30 Haziran 1908 sabahı saat 07.15 te Rusya'nın Sibirya bölgesinde Tunguska nehri vadisi semalarında çok büyük bir patlama oldu. Bu patlama aynen bir atom bombasının patlamasına benziyordu. Nereden geldiği belli olmayan devasa, mavi, parlak bir cisim aniden gökyüzünde, yere yakın bir yerde belirdi. Büyük bir toz kütlesi kaldırarak yükseldi ve infilak etti. İnsanoğlu o güne kadar böyle müthiş bir olaya tanık olmamıştı.
Çok büyük bir şans eseri, olayın geçtiği kayalık Tunguska nehri vadisine çarptı. 30 Km. yi bulan bir daire içinde insanlar yaşamıyordu.
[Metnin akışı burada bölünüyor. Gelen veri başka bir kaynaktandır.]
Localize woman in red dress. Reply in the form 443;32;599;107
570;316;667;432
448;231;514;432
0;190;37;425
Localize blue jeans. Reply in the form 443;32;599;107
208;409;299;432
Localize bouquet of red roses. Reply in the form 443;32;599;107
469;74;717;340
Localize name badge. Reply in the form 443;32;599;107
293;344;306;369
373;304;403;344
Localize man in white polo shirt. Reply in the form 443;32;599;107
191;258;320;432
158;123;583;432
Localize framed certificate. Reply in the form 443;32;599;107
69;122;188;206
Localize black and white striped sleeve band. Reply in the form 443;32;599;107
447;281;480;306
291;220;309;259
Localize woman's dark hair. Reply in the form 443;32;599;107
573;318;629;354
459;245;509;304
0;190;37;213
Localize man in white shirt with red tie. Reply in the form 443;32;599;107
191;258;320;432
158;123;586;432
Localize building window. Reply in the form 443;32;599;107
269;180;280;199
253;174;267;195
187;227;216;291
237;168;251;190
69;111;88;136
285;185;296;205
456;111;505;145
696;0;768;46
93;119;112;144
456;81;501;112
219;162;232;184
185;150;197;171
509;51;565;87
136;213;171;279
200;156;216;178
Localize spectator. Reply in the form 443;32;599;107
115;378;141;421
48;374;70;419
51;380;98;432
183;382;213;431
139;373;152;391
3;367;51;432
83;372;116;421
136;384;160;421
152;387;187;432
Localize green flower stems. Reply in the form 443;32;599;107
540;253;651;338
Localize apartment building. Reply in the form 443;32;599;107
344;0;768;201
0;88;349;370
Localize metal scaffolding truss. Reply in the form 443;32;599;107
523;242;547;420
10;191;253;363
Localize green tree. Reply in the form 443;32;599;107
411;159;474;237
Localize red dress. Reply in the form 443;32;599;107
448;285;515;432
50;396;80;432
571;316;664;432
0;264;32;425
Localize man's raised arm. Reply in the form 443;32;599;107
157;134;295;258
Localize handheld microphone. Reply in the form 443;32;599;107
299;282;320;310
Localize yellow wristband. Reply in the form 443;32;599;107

Çok sık ormanlarla kaplı olan bu bölgedeki ağaçlar tamamen yandı. Bu alanın hemen kenarında yaşayan ve Moğollara benzeyen göçebe Tungus insanları patlamayla birlikte adeta etrafa saçıldılar. Çadırları şiddetli rüzgârlarla sürüklendi. Çevrelerindeki ormanda yer yer yangınlar çıktı. Patlamadan kaynaklanan aşırı sıcaklık Tungusların kullandıkları metal eşyaları eritti. Rengeyiklerini yaktı. Etkinin yoğun olarak hissedildiği alan içinde tekbir canlı hayvan kalmadı. Fakat ne hikmetse patlama hiçbir insanın ölümüne de yol açmadı. Bu arada bazı kişiler "siyah Yağmur'un" yağdığına tanık oldular.
Tunguska patlamasının etkileri 1000 km. lik bir alan içinde hissedilmişti. Patlama bölgesinden 600 km uzaklıktaki Kansk'ta bile balıkçıların nehre yuvarlandığı, atların şok dalgalarının etkisiyle yere kapaklandığı, evlerin sallandığı ve kapkaçağın raflardan aşağı düştüğü görüldü. Trans Sibirya ekspresinin makinisti, vagonlar sallanmaya başladığında, raydan çıkma korkusuyla treni durdurmuştu.
Depremleri kaydeden aletler aynı gün bütün Avrupa da sismik dalgalar olduğunu gösterdiler. Dünya manyetik alanında sapmalar olduğu ortaya çıktı. Hava bilimcileri ise patlamanın yol açtığı şok dalgasının dünya atmosferinin çevresini iki kez dolandığını tespit ettiler.